I might also add that the second sentence of 10-184 - the compulsory attendance law - is the sentence which allows private schools to exist in CT, by expressly stating "children are elsewhere receiving an equivalent instruction" since elsewhere applies to something other than parents educating their own kids (as per sentence number one) or sending them to public school (as per the beginning of sentence two).

Judy Aron said...

Also - with regard to Equivalent Instruction.... how exactly can that be proved or shown? I (and Atty Stevenson) contend that it can't.

If the public schools can not even get themselves to have equivalent instruction throughout their state districts and even within some districts, then how can homeschoolers be held to the task of meeting “equivalency”?

There is no one way - one text - one curriculum that is used by all.
Private schools are not equivalent to public schools. Every teacher teaches something different. Public schools are not even equivalent to one another! Not even within the same school district!

Read this: or

Anonymous said...

Thank you very much for taking this great amount and of time and effort respond to my question about "equivalent instruction". I will read the links you have provided, but I am still not convinced (and, oh, how I want to be!) that this equivalent instruction law doesn't apply to home educated children after all!

As an unschooling parent (of free and incredibly happy children)I feel concern now about CGS 198a(e) because it states that truancy does not apply to children receiving "equivalent instruction" in accordance with CGS 10-184!! This sounds like homeschoolers, not private schoolers!


Anonymous said...

I want to add to my last comment that while I understand that "equivalent instruction" may be impossible to achieve or prove, my concern is that we (our family), as homeschoolers (unschoolers), might get into legal trouble by someone who is bound and determined to have us taken to court to prove our equivalent instruction of our children. I know that HLDSA (I think that is what it's called) interprets the law very differently than you and Deborah Stevenson do, and they are BIG in their influence on CT. homeschoolers; I know many people who believe they must provide equivalent instruction to the public schools according to the law--AND ALSO submit to a year-end portfolio review of their curriculums, whether they sign a NOI or not. DCF told me (in writing) that we are bound by CT. law to provide "equivalent instruction" to the local school district! What do CT. judges think? What kind of outcomes are coming out of the courts? Somebody knocked on my door last Monday and told me they were there to look over the materials we used in home educating our children this past year (I turned them away). My husband, for the first time, read CGS 10-184 and he said it is very clear to him that the law requires us to provide "equivalent instruction", and he is fairly freaking out!

Anonymous said...

Here (above) is something else I found which is very disturbing to me.

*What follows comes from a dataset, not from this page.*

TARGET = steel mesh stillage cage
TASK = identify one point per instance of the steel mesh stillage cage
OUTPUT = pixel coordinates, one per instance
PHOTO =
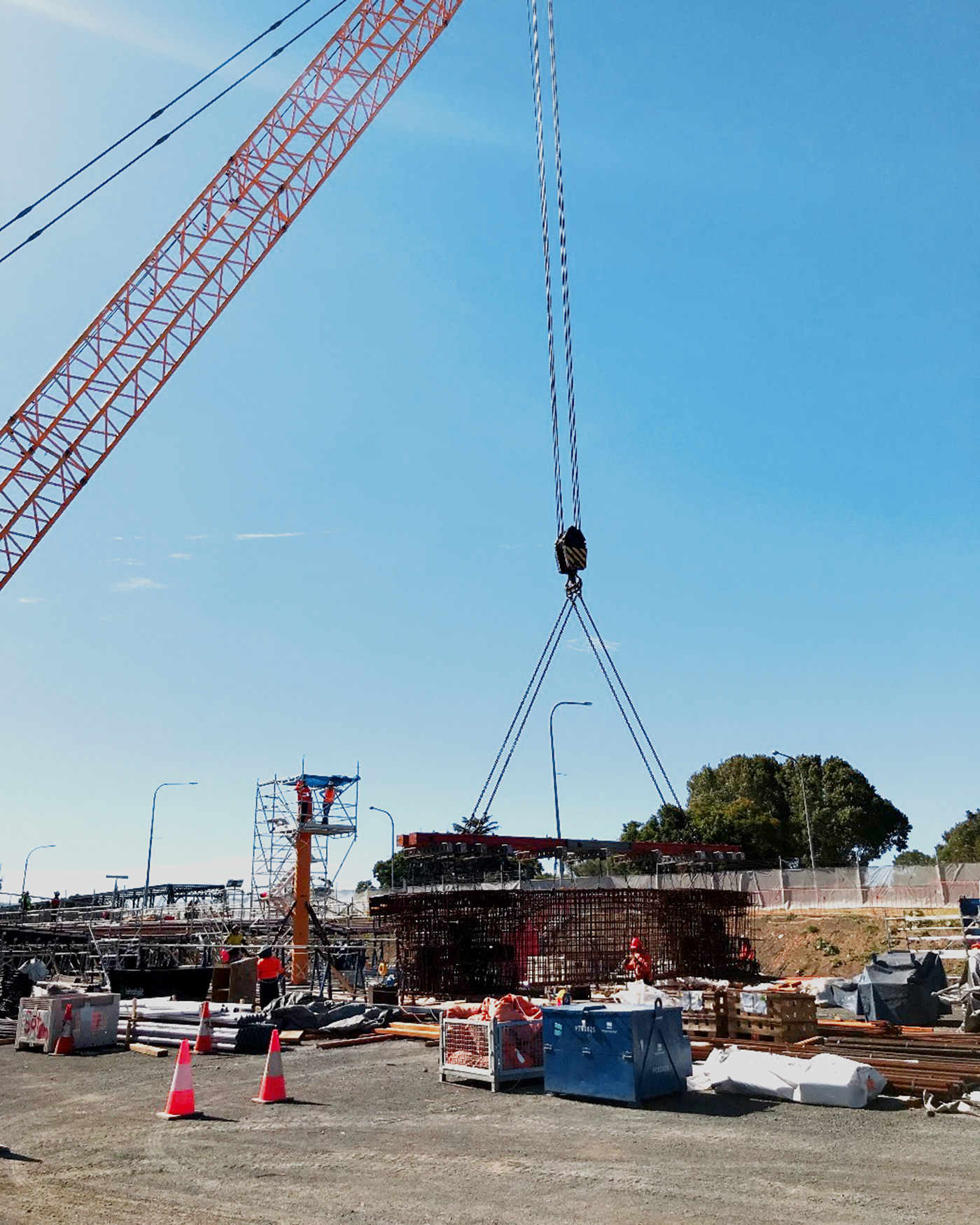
(496, 1051)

Why is it that there is so much disagreement as to the interpretation of this education law? I'd love to know your opinion on that.

What does the beginning of the second sentence in CGS 10-184 mean: "Subject to the provisions of this section and section 10-15c..." ? Subject to the provisions of.. ??

I remain VERY confused.

Thank you.

Judy Aron said...

I strongly suggest that you contact Deborah Stevenson. The fact that someone came to your door to scrutinize your education materials and that you are receiving threatening letters is very disturbing and should not be ignored.You can either be afraid or do something pro-actively to uphold your rights.

HSLDA doesn't have the power that you think it does here in CT.

Anonymous said...

I have spoken with Atty. Stevenson. She made me feel better, told me what to do in different case scenarios, but then I go online, or speak to other homeschoolers, have people knocking on my door, and feel very nervous once again. I have not found one other person, besides you, who agrees with Deborah Stevenson's interpretation of the CT. education law.

I just wish I could be happy with my children and stop finding myself looking forward to the day my nine year old turns sixteen so I don't have to worry any longer.